### Project: analyse customer and track sales in chinook digital store
The objective for this project is to analyse data from the chinook database, which has information about a fictional digital music shop - kind of like a mini-iTunes store.

The chinook database contains information about the artists, songs, and albums from the music shop, as well as information on the shop's employees, customers, and the customers purchases. This information is contained in eleven tables, click [here](https://github.com/lerocha/chinook-database) to visit the github repository.


In [1]:
%%capture
%load_ext sql
%sql sqlite:///chinook.db

Preview data tables in the chinook db file.

In [2]:
%%sql
SELECT
    name,
    type
FROM sqlite_master
WHERE type IN ("table","view");

 * sqlite:///chinook.db
Done.


name,type
album,table
artist,table
customer,table
employee,table
genre,table
invoice,table
invoice_line,table
media_type,table
playlist,table
playlist_track,table


### Popular music genres in the US

The most popular music genre for customers purchasing music from the US is `Rock`. The `Rock` genre has 53% of sales while `Alternative & Punk` genre has 12%. `Metal` genre has 11.7%, much further from the Top 3 genres in 4th position is `R&B/Soul` music genre which has 5% of total sales.

Based on global sales of tracks across different genres in the US, chinook digital record store should purchase albums by the following 3 artists:

- `Red Tone	- Punk`: Punk genre is ranked 2nd overall in sales (Recommended) 
- `Slim Jim Bites - Blues`: Blues genre is ranked 5th overall (Recommended)
- `Meteor and the Girls - Pop`: Pop genre is ranked 7th overall with `Latin` music (Recommended)

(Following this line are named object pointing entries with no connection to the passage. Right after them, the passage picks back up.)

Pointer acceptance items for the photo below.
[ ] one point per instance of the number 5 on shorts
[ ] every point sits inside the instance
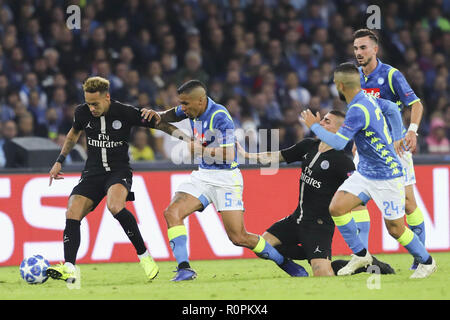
(228, 199)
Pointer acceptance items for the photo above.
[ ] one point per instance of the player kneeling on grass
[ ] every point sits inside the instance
(310, 225)
(107, 172)
(218, 180)
(379, 175)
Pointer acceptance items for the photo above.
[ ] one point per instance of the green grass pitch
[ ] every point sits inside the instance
(237, 279)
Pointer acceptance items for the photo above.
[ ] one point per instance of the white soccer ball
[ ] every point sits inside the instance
(34, 269)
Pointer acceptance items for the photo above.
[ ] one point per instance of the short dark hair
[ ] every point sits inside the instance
(347, 67)
(190, 85)
(337, 113)
(365, 33)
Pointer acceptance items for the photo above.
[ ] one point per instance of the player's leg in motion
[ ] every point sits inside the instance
(341, 205)
(181, 206)
(411, 242)
(233, 221)
(78, 207)
(116, 202)
(414, 218)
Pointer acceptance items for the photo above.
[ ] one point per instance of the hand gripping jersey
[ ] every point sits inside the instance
(213, 128)
(107, 136)
(388, 83)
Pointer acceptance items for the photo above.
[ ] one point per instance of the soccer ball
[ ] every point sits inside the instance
(34, 269)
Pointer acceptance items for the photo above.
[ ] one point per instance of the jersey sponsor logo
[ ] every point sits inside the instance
(374, 92)
(104, 142)
(325, 164)
(117, 124)
(305, 177)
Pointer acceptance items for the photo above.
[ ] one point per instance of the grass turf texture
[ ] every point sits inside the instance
(246, 279)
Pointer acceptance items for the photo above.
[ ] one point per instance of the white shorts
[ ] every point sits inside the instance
(389, 195)
(406, 161)
(408, 168)
(223, 188)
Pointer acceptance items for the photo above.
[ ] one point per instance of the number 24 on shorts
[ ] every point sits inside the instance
(390, 207)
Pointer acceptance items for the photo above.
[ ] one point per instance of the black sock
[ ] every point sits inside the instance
(71, 239)
(291, 251)
(184, 265)
(129, 225)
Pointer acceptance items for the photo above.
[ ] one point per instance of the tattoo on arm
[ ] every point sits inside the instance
(71, 141)
(173, 131)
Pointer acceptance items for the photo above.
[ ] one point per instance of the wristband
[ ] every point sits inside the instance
(413, 127)
(61, 158)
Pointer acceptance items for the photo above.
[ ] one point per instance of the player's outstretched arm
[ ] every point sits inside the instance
(416, 117)
(172, 130)
(261, 157)
(167, 116)
(71, 140)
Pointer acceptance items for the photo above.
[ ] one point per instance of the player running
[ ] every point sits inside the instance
(107, 124)
(308, 232)
(383, 81)
(218, 180)
(379, 174)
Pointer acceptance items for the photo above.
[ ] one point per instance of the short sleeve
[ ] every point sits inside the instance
(78, 119)
(403, 89)
(223, 129)
(297, 151)
(179, 113)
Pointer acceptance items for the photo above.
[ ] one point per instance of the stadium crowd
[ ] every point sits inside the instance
(265, 60)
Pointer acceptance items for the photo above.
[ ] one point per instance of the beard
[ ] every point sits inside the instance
(363, 64)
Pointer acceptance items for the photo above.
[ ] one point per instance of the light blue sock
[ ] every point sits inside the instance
(265, 251)
(347, 227)
(178, 243)
(412, 243)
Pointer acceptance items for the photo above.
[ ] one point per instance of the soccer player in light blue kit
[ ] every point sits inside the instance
(384, 81)
(218, 180)
(379, 173)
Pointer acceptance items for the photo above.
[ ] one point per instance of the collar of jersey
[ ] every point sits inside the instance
(375, 71)
(204, 115)
(358, 96)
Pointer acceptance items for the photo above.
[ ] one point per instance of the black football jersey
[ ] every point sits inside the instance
(321, 176)
(107, 136)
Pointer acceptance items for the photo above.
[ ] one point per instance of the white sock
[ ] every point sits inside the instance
(70, 266)
(145, 254)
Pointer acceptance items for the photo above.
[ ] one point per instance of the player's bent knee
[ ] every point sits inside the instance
(115, 208)
(321, 268)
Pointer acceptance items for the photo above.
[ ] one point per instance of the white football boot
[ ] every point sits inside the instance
(355, 263)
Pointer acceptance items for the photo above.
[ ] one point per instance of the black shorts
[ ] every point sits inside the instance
(96, 187)
(314, 237)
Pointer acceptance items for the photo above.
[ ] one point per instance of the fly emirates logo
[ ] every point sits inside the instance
(103, 141)
(306, 178)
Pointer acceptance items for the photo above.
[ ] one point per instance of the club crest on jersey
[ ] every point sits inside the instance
(117, 124)
(200, 137)
(374, 92)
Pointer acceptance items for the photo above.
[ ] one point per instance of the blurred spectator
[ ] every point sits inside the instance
(265, 56)
(139, 147)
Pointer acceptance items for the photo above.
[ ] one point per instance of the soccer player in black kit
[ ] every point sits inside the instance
(310, 225)
(107, 172)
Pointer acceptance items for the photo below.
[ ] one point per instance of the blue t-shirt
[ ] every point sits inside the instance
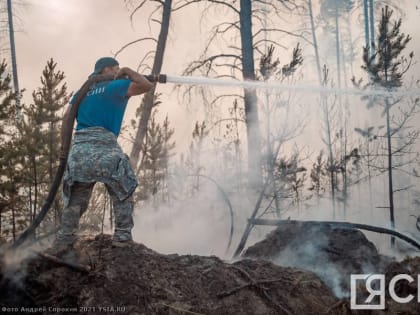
(104, 106)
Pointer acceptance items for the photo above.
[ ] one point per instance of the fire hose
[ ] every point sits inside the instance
(65, 148)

The below artist narrowly missed the recommended shortlist, despite hip-hop/rap being ranked 8th overall in the US, this music genre was only 0.19 per-cent off the 7th position.
- `Regal - Hip-Hop`: Hip Hop/Rap genre is ranked 8th overall

In [3]:
%%sql
WITH popular_usa_genres AS 
   (
    SELECT il.*,
           c.country 
    FROM invoice_line il
    INNER JOIN invoice i on il.invoice_id = i.invoice_id
    INNER JOIN customer c on i.customer_id = c.customer_id
    WHERE c.country = "USA"
   )
SELECT g.name genre, 
       COUNT(pug.invoice_line_id) tracks_purchased, 
       round(CAST(COUNT(pug.invoice_line_id) AS FLOAT) / (
           SELECT COUNT(*)
           FROM popular_usa_genres
       ) * 100, 2) percentage_purchased
FROM popular_usa_genres pug
INNER JOIN track t on t.track_id = pug.track_id
INNER JOIN genre g on g.genre_id = t.genre_id
GROUP BY g.genre_id
ORDER BY tracks_purchased desc;

 * sqlite:///chinook.db
Done.


genre,tracks_purchased,percentage_purchased
Rock,561,53.38
Alternative & Punk,130,12.37
Metal,124,11.8
R&B/Soul,53,5.04
Blues,36,3.43
Alternative,35,3.33
Pop,22,2.09
Latin,22,2.09
Hip Hop/Rap,20,1.9
Jazz,14,1.33


### Total customer sales by sales support agent

The below data displays total dollar amount of sales assigned to each sales support agent within the organisation.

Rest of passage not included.